Texting while driving has been illegal in Tennessee and many other states for more than a year now but young people are apparently not getting the message according to national studies. For this reason, Tennessee Attorney General Bob Cooper and Attorneys General across the country are teaming up the National Highway Traffic Safety Administration and the Ad Council in a national campaign to remind teens of the law and the dangers of texting while driving.
The agencies are launching a national public service advertising campaign today to reach out to young drivers through TV, radio, outdoor and digital PSAs, and Facebook (http://www.facebook.com/stopthetexts), Twitter (http://twitter.com/#!/stopthetexts) and YouTube (http://www.youtube.com/stopthetexts) social media channels.

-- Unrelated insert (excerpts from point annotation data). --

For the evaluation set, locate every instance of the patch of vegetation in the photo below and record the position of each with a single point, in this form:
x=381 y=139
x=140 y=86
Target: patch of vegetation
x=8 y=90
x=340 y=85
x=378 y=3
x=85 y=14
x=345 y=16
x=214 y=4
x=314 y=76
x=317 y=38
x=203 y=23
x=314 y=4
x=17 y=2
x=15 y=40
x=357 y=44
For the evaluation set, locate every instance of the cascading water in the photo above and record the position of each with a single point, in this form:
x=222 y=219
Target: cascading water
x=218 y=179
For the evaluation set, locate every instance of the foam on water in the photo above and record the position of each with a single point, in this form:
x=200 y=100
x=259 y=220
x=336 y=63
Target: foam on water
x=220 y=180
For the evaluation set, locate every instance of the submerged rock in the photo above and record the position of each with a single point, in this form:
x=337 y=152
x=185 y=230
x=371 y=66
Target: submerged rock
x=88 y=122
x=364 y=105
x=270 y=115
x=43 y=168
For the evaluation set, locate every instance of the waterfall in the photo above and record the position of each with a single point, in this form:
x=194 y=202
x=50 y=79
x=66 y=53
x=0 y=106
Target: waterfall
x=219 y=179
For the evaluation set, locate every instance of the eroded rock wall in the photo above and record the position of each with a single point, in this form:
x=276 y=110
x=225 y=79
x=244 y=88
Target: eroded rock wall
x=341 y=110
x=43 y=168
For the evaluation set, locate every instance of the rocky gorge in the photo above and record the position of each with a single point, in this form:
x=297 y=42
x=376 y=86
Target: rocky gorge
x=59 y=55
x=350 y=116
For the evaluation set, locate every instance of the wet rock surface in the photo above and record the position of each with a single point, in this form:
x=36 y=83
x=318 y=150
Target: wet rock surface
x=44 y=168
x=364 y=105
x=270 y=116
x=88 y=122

NHTSA reports that distracted driving is the number one killer of American teens. Sixteen percent of all drivers younger than 20 involved in fatal crashes were reported to have been distracted while driving. The Virginia Tech Transportation Institute (VTTI) reports that a texting driver is 23 times more likely to get into a crash than a non-texting driver. Additionally, 82 percent of young adult drivers (16-24) have admitted to reading a standard text message while driving, according to a national survey conducted by the Ad Council.
"Imagine closing your eyes while driving for the amount of time it takes to read a text message," Attorney General Bob Cooper said. "Reading a text message is no less dangerous than any other diversion that takes your eyes off the road, and it can carry deadly consequences."
"Every second matters when you're behind the wheel," said Attorney General Rob McKenna, 2012 President of the National Association of Attorneys General. "The nation's attorneys general join the Ad Council, consumer protection agencies and NHTSA in reminding young drivers to stop texts and stop wrecks. No text, Tweet or Facebook update is worth your life."
The new television, radio, outdoor and digital PSAs were created pro bono by New York advertising agency The Concept Farm. The PSAs communicate to teens and adults that when you text and drive, you are not multitasking, but essentially driving blind. All of the PSAs direct audiences to www.stoptextsstopwrecks.org, a new campaign website where teens and young adults can find facts about the impact of texting while driving and tips for how to curb the behavior. The website also has an area where individuals can post, and share on Facebook, what they are doing to stop texting and driving.
"For over 25 years we have been working with NHTSA to successfully address drunk driving prevention. The term 'designated driver' is now a part of the American vocabulary, but even more importantly 67 percent of all adults have tried to stop someone from drinking and driving," said Peggy Conlon, president and CEO of the Ad Council. "Research has shown that using a cell phone delays a driver's reactions as much as having a blood alcohol concentration at the legal limit of .08 percent. Through our Texting and Driving Prevention campaign we are working towards eradicating the mindset among young adults that texting and driving is a safe activity."
The Ad Council's national survey released today also found that 75 percent of young adult drivers have sent a standard text message while driving; and 49 percent have done it multiple times. Half of respondents say that during the past month, they have been a passenger when a friend was texting while driving.
"Distracted driving is dangerous, and tragically, teen drivers are the most at risk of being involved in a fatal distracted driving crash," said U.S. Transportation Secretary Ray LaHood. "We hope our new ad campaign will send a strong message to teens that putting away cell phones and other distractions while you're driving is not just commonsense safe behavior, it can save your life."
"The Concept Farm is honored to work with the Ad Council and its sponsors on the anti-texting and driving initiative," says Ray Mendez, Partner and Integration Director at The Concept Farm. "The dangers and consequences of texting and driving are very real and addressing them aggressively is long overdue. Texting and driving has become an epidemic in this country, and we're passionate about doing our part to change behavior. Saving lives . . . that's our goal."
A social media program kicking off this week will help drive the point home on social networking sites and blogs nationwide. Non-profit partners such as NOYS (National Organizations for Youth Safety) and SADD (Students Against Destructive Decisions) will help spread the message by reaching out to their members across the country.
Since 2006, the Ad Council has partnered with the State Attorneys General to address reckless driving among teens. To date the campaign has received more than $88.7 million in donated media support. For more than 25 years, the Ad Council and NHTSA have worked together on consumer safety PSA campaigns. Per the Ad Council's model, all of the new PSAs will run and air in advertising time and space that is donated by the media.